When Exchange Server is installed on the cluster server, Setup will by default only copy the Exchange Server binaries to the hard drive and make some modifications in the cluster registry. Even after you install Exchange Server to all nodes in the cluster, you will still not see any changes in Exchange System Manager that you would see on a non-clustered server. Non-clustered Setup creates the Exchange server object in the Active Directory® directory service, but clustered Setup does not.
When Exchange Server is installed on all nodes, the MSExchangeSA resource must be created manually in the Exchange resource group. When the MSExchangeSA resource is created, it will automatically create all other Exchange resources for you, such as MSExchangeIS, message transfer agent (MTA), and HTTP virtual server. That is when the server object will be added to Active Directory in the configuration partition of Active Directory, so you will be able to see the server object from Exchange System Manager after this point.

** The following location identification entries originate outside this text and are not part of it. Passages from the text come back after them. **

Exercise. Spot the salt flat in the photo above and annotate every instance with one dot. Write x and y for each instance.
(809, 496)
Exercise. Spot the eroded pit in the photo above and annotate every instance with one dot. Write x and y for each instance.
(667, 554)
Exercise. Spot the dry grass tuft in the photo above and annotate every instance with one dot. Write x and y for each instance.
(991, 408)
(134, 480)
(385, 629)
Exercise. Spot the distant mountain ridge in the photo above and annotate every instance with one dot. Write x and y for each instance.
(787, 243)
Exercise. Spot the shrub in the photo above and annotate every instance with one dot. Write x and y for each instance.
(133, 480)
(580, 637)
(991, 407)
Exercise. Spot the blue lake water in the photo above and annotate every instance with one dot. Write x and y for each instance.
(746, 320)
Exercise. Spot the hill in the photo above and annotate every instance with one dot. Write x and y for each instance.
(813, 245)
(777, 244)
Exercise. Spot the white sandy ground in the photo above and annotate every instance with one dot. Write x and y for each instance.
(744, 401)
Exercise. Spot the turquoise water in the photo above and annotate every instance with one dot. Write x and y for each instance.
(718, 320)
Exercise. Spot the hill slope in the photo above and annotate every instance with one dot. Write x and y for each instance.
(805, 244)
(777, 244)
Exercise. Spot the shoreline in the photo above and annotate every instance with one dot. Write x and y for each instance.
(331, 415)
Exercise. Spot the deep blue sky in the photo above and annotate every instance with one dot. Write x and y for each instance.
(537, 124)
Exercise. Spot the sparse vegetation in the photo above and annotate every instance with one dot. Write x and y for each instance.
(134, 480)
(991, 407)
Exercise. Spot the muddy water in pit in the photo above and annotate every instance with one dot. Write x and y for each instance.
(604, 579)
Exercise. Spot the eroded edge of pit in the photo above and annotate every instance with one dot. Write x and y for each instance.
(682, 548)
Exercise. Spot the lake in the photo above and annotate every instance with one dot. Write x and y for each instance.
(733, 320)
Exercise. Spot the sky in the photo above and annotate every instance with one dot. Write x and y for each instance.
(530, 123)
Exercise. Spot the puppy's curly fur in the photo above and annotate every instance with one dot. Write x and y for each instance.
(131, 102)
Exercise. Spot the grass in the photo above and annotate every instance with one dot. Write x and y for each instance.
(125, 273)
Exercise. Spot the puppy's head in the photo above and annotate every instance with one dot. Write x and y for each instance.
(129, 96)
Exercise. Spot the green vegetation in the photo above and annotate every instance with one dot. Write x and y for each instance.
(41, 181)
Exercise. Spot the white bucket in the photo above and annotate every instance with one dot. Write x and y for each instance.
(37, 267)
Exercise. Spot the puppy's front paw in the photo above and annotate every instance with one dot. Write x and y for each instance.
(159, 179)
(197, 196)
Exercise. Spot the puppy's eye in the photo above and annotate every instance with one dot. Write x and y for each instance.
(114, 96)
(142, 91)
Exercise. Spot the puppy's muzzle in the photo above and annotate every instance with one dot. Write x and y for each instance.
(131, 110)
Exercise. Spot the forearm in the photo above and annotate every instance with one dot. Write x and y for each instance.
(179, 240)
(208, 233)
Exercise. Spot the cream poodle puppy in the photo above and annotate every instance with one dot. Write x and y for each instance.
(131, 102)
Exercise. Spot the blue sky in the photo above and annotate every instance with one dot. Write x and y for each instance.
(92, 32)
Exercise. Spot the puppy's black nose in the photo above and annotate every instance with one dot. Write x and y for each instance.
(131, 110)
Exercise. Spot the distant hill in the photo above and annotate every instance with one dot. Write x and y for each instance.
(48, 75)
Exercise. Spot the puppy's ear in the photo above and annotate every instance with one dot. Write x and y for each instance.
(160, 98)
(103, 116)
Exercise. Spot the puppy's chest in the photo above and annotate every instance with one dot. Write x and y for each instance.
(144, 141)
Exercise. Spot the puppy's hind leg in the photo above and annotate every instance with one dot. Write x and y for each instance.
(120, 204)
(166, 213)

During the MSExchangeSA resource setup, one of the steps is to provide the location for Exchange databases. It is vital to provide the path to the shared disk resource in this step.
All those Exchange resources that now have been created are usually called the Exchange Virtual Server (EVS). The following example shows how that will look in Cluster Administrator.
Now Microsoft Office Outlook® 2003 clients should actually connect to the name of the EVS, rather than the name of an individual cluster node. The EVS name can be found if you check the Properties of the Network Name resource in the Exchange Group. If clients connect to the EVS name, no matter which cluster node currently owns the Exchange Group, the name that clients access is always the same. That is the point of clustering in Exchange Server. In the case of a cluster node failure, one of other cluster nodes will take ownership of EVS, and therefore clients will be able to connect to the same Exchange server. If clients were connecting to Node A instead of Exchange Server, for example, and then Node A fails, Exchange services for those clients would be unavailable.
The following illustration shows the concept of virtual server and how it relates to actual cluster nodes. Users are opening their Outlook clients and over the network connecting to the Exchange virtual server that is currently owned by Node A. Node A is the node that has control over the shared disk that contains Exchange 2000 Server databases.
For example, if Node A has a hardware failure, Node B realizes that Node A has failed, and then takes ownership of the Exchange virtual server and all associated resources. Node B takes the ownership of network name, IP address, disk, system attendant, and all other Exchange resources. Users that are logging on with their Outlook clients do not know about the failure, because they are connecting to EVS and not a particular physical server. They do not care which node currently owns the virtual server.